In 1921, British novelist Oliver Onions published a novel, The Tower of Oblivion, about a man of 45 who begins to age backward, to grow younger.

A story with a similar plot was published in 1921 by the Austrian author Roda Roda in Die sieben Leidenschaften (The seven tempers; Rikola Verlag, Vienna 1922) under the title "Antonius de Padua Findling". J. G. Ballard's 1961 story "Mr F. is Mr F." features a man who regresses from adulthood to infancy when his wife becomes pregnant.[2]

Manuel de Pedrolo's 1975 ca: Trajecte final ("Final journey")[3] collection of short stories contains a story ("El regressiu" - "The regressive") set in a dystopian future with strict birth control in which a man starts regressing in age when he hits 78 and dies as an infant.

The short story "Angel of the Backward Look" by Jennifer Loraine is about a man who starts to get younger, losing height and weight and regressing in age and mental ability.

In W. P. Kinsella's 1986 novel The Iowa Baseball Confederacy, the character Marylyle Baron tells a tale about "strange happenings" in Johnson County, Iowa: "The Backwards Plague" struck in the early 1900s. Young men and women in their late teens to early twenties suddenly started losing body mass. Eventually, they regressed to their birth weight, looking like newborn babies. At that point the plague stopped, and its victims began to grow again.[4] In T. H. White's The Once and Future King, an Arthurian fantasy novel published in 1958, Merlyn the magician is depicted as living backwards through time. In the comic 2000AD, issue 308, 19 March 1983, there is a story called "The Reversible Man" which starts with the man lying on the ground having died and he travels backwards through his life getting younger. He sees his children get "unborn" and he "unmeets" his wife and he regresses to babyhood and is eventually unborn himself.[5] Another story based on a similar plot is The Confessions of Max Tivoli, a novel by Andrew Sean Greer. Ray Bradbury's 2001 novel From the Dust Returned contains a short story ("Make Haste to Live") in which an old woman is born in a grave and regresses in age as time passes.[6]

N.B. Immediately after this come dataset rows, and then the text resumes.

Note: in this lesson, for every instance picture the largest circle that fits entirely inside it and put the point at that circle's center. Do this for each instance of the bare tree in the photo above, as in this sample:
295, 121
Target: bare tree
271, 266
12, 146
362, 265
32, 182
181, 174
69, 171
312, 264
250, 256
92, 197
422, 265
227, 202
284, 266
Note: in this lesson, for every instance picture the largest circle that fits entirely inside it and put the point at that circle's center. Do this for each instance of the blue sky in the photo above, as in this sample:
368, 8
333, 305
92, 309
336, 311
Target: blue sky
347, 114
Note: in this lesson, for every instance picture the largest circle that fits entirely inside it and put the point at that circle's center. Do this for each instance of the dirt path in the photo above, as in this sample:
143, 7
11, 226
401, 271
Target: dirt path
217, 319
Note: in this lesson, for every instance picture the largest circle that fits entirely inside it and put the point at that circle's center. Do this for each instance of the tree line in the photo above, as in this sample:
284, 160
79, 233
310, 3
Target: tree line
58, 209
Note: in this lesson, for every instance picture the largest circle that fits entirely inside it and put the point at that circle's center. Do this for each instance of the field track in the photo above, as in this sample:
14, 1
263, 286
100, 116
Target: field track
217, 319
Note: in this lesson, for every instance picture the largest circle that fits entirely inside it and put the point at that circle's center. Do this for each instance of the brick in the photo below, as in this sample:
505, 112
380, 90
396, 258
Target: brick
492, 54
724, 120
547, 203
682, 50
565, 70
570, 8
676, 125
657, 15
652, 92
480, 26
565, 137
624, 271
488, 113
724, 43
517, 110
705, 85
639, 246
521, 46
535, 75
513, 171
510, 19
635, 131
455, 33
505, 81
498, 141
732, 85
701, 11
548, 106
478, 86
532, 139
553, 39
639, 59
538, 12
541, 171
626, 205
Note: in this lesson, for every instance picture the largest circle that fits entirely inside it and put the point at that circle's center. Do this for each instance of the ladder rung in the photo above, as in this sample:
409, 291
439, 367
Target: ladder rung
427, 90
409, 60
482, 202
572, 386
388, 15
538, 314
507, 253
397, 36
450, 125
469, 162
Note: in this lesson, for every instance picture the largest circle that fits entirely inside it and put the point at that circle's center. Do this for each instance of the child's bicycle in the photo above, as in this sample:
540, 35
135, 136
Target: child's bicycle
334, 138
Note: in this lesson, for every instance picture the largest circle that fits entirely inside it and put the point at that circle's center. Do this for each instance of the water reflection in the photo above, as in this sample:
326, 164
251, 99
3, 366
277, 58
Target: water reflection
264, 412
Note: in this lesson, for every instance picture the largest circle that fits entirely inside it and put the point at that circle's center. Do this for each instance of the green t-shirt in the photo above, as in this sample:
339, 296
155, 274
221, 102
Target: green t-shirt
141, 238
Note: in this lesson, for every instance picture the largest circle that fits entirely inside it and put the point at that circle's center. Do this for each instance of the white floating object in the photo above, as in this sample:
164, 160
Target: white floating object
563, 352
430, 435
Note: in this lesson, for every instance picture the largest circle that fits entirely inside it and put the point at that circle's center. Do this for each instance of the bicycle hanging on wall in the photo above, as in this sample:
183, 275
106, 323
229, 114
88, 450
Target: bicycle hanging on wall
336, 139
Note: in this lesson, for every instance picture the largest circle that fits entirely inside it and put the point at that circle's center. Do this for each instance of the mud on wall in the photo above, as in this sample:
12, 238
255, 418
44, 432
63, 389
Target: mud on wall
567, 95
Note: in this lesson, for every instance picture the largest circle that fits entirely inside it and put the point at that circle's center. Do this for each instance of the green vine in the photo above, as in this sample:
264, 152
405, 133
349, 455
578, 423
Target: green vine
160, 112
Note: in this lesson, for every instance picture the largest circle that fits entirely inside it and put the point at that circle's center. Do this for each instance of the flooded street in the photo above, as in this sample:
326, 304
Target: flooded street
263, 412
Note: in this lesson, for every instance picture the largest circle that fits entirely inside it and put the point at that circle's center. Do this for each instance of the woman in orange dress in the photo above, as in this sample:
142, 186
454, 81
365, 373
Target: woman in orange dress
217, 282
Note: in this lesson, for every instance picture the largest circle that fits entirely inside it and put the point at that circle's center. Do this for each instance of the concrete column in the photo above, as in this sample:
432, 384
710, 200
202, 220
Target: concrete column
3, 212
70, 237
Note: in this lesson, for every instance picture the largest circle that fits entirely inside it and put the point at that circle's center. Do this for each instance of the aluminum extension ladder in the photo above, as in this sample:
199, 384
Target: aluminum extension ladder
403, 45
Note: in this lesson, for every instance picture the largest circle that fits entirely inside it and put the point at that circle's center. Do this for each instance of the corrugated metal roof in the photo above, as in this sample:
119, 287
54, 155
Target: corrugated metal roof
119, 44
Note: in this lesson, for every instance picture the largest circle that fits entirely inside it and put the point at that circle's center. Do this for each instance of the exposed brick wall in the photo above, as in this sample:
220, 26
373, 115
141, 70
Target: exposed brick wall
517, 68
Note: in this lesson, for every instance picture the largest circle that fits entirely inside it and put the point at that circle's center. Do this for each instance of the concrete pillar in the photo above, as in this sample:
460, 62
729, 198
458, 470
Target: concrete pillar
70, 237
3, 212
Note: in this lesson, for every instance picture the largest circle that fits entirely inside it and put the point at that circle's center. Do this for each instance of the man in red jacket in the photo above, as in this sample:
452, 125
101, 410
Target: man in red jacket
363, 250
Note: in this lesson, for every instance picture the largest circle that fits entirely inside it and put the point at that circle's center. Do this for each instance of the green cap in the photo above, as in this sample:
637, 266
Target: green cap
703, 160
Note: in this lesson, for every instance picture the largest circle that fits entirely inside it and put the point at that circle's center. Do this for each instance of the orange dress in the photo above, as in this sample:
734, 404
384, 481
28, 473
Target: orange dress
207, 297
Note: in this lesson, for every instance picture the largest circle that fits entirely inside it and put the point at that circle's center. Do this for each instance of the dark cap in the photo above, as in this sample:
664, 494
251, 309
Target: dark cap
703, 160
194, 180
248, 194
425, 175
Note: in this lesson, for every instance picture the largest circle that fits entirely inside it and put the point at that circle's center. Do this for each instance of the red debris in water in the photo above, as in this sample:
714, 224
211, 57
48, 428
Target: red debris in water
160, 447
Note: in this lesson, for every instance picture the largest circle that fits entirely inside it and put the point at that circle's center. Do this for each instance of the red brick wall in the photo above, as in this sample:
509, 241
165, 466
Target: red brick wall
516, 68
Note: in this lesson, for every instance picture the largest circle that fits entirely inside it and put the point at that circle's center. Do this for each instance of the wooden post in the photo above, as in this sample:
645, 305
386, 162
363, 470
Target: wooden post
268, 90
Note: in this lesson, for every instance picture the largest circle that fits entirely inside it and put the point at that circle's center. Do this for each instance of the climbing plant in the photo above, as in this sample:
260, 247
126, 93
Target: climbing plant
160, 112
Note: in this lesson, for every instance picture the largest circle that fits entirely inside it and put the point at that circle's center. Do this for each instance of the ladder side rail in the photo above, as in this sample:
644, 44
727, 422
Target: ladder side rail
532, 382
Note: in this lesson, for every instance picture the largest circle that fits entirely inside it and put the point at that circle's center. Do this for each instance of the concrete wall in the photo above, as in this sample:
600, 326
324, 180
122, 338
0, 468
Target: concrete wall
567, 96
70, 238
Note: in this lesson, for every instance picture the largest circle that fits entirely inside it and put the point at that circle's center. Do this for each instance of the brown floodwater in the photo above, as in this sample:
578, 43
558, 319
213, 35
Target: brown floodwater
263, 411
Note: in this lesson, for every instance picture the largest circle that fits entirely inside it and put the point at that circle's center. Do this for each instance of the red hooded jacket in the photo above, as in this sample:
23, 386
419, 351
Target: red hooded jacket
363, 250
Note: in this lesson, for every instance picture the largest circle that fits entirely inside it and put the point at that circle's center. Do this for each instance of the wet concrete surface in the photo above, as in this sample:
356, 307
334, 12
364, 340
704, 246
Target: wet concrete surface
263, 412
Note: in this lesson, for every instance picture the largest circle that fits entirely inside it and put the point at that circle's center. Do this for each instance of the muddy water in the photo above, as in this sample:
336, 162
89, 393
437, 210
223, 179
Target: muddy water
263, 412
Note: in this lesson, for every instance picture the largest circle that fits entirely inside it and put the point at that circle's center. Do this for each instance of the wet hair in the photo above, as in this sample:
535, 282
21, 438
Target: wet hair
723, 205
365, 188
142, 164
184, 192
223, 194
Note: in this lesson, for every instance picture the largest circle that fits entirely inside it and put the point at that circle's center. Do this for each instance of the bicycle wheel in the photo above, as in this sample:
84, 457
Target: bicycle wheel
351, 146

In Ahmed Khaled Tawfik's 2000 Arabic short story A different kind of legend, a part of the author's mini novel series Paranormal, the main character, Dr. Refaat Ismael, is treated by a mysterious man who claims he can restore youth. After that the Dr. begins to grow younger and records his feelings and daily events in his diaries. He goes from a grumpy old man to an energetic man to a carefree teenager to a helpless child in a few weeks. He is an infant when he is eventually rescued by his friends who reverse the paranormal spell.[7]


  1. ^ F. Scott Fitzgerald (2008). The Curious Case of Benjamin Button and Other Jazz Age Stories. Penguin Classics. ISBN 0-14-310549-3.
  2. ^ The Complete Short Stories: Volume 1, pp. 345-361
  3. ^ Trajecte final, ISBN 8429762175
  4. ^ The Iowa Baseball Confederacy, pp. 69-71.
  5. ^ 2000AD, prog 308. 19 March 1983
  6. ^ 1920-2012., Bradbury, Ray, (2001). From the dust returned : a family remembrance (1st ed.). New York: William Morrow. ISBN 0380973820. OCLC 45505966.